Apakah ada suka yang dirasakan?? Sudah pasti. Sangaat banyak hal-hal baik dan menyenangkan yang aku rasakan. Antara lain kepuasan dalam hati saat pekerjaan berjalan dengan baik dan sesuai target. Kebahagian bisa mengenal berbagai macam sifat dan karakter manusia, dukungan dari teman sesama Sanitarian, teman sejawat, ibu-ibu kader binaan, Bapak/Ibu lintas sektoral yang selalu support. Juga atasan yang baik hati. Selain itu banyak pengalaman berharga yang didapat, yang otomatis bikin kita jadi tambah ilmu juga.
Apalagi kalau kita bisa mencapai prestasi di luar ekspektasi dan target. Itu sudah pasti jadi kebahagiaan tersendiri.

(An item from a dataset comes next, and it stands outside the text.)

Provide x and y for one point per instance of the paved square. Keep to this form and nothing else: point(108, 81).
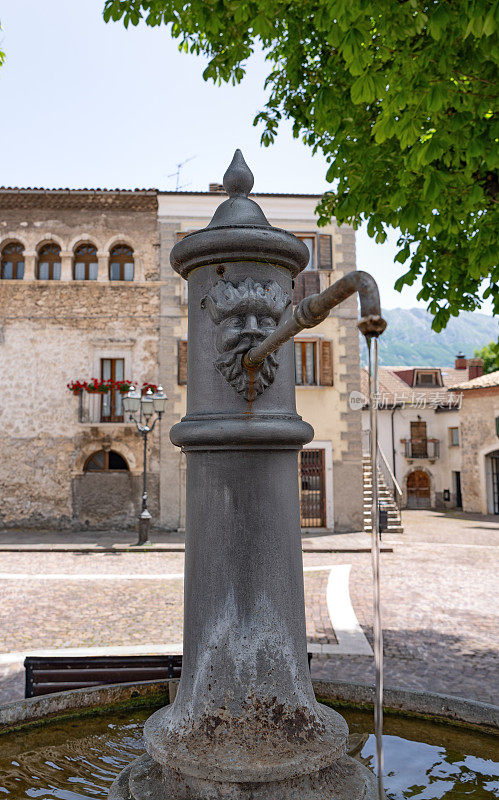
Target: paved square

Naah.. selain suka pastinya ada juga duka yang kita rasakan. Gak mungkinkan hidup hanya merasa senang dan lurus-lurus aja.
Pengalaman gak enak yang kuanggap duka juga pernah kualami. Beberapa kali malahan, misalnya saat melakukan Inspeksi Kesehatan Lingkungan dan pembinaan TPM. Terkadang sambutan kurang ramah kami dapatkan saat berkunjung melakukan IKL. Kemungkinan mereka merasa curiga dan takut jika kedatangan kami seolah ingin memeras dan mencari kesalahan mereka agar bisa "diduitin".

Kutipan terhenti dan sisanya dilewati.